A trivial example - I have a book from the early 90’s - “rec.humor.funny”. It basically reprints jokes from the usenet (good old days before WWW). It mentions that one particular joke (among a number of offensive jokes) cause a problem. (Basically, a joke that makes fun of Jewish people). It was followed on by being re-worked as an Irish joke. Someone complained.

This caused the University of Waterloo, a prominent Canadian university in computer science, to ban this usenet; while the American university hosts could not, because it would violate their constitutional guarantee of free speech. Simple and stupid, but this is the difference between real free speech and that which allows “reasonable limitations”.

But the “real free speech” takes away some of the voice of the people who are being diminished or denigrated by the “real free speech” because it biases the audience such that the diminished or denigrated people are simply not taken as seriously.
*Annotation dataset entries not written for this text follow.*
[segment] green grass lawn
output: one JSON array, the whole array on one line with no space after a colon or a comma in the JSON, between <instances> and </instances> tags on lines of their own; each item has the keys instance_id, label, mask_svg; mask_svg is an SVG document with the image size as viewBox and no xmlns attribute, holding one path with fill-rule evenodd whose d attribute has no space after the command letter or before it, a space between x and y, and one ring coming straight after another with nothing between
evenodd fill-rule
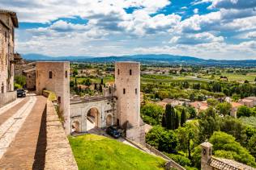
<instances>
[{"instance_id":1,"label":"green grass lawn","mask_svg":"<svg viewBox=\"0 0 256 170\"><path fill-rule=\"evenodd\" d=\"M221 75L227 77L228 78L228 81L244 81L247 80L250 82L253 82L254 81L254 79L256 77L256 73L247 75L242 75L238 73L221 73Z\"/></svg>"},{"instance_id":2,"label":"green grass lawn","mask_svg":"<svg viewBox=\"0 0 256 170\"><path fill-rule=\"evenodd\" d=\"M79 169L164 169L165 161L96 135L69 137Z\"/></svg>"}]
</instances>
This is part of why “reasonable limitations” are necessary to level the playing field.

Pity that neither Don Cherry not Donald Trump are participating in this thread, for each in their different ways may have ventured into the realm of willful promotion of hatred: Cherry by making a nationally publicized crack against immigrants that does not even come close to violating the law but was enough to get him fired, and Trump by repeatedly going on tirades against Muslims to the point that he could be accused of being a stochastic terrorist concerning the Québec mosque massacre. Where do you draw the lines between social disapproval, to restrictions on free speech, to criminal penalties?

I don’t think that there is a simple answer to this, but because I would not want the baby to be thrown out with the bathwater, I am OK with the difficulty that exists in figuring out when the criminal law should be enforced. The ever so frustrating fuzzy-wuzzyness (fuzzy-wuzzyosity?) of the wording of the criminal code provision results in the authorities tending to tread carefully when considering whether or not to press charges, while at the same time I expect that there may be many people who temper their statements because they do not want to get into conflict with this law. The uncertainty of the law plays a significant role in maintaining a practical balance – Criminal Code (R.S.C., 1985, c. C-46), s.391: Don’t be a jerk.
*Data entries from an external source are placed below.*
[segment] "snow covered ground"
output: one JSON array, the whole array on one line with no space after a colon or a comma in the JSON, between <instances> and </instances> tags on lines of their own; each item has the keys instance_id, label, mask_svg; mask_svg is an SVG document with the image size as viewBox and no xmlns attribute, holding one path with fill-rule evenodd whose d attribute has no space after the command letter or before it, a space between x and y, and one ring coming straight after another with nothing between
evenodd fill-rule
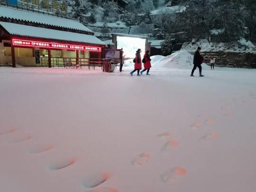
<instances>
[{"instance_id":1,"label":"snow covered ground","mask_svg":"<svg viewBox=\"0 0 256 192\"><path fill-rule=\"evenodd\" d=\"M0 67L1 191L254 191L256 71L191 77L183 53L150 76Z\"/></svg>"}]
</instances>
The problem with this logic is of course who gets to decide what is denigrating and diminishing and so deserves to be curtailed. Typically, it’s the establishment. In Quebec for example, wearing a religious symbol while employed by the government is considered “going too far”. (Let’s be frank - they were willing to hit Yarmulkes and crosses on neck chains if necessary to take out turbans and hijabs).
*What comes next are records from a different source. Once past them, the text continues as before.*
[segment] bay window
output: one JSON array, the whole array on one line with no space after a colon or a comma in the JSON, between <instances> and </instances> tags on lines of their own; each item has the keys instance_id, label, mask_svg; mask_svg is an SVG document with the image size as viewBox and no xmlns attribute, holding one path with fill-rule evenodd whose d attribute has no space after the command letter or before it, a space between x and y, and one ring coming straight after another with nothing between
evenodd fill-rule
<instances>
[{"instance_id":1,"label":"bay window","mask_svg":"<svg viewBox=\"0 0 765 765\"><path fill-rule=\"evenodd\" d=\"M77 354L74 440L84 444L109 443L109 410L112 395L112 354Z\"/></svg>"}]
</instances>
When I was in college way way back when, the Communist party (parties) had their information table on campus. One of their tenets was “We believe in free speech, but not for fascists”. If you asked how they knew someone was fascist, their response was “they are fascist if we say they are fascist”. It appears things aren’t much different today with odious right wing speakers being blocked on campuses across North America… but at least it’s not the government doing the blocking.

This is the point in the discussion where someone brings up the quote about “when they came for the communists, I did not protest…”

Or… the quote about pornography “I can’t define it but I know it when I see it…” which brings to mind an attorney general who insisted a stylized statue of Blind Justice be draped, a modern fig-leafing. It’s all subjective.

The thing that gets me is - of all the tripe and just plain stupidity the unwashed say about immigrants (by which they really mean - “immigrants who don’t look/speak like us”) the complaint “they don’t wear a poppy” is something I have never heard before. Where the heck did that come from?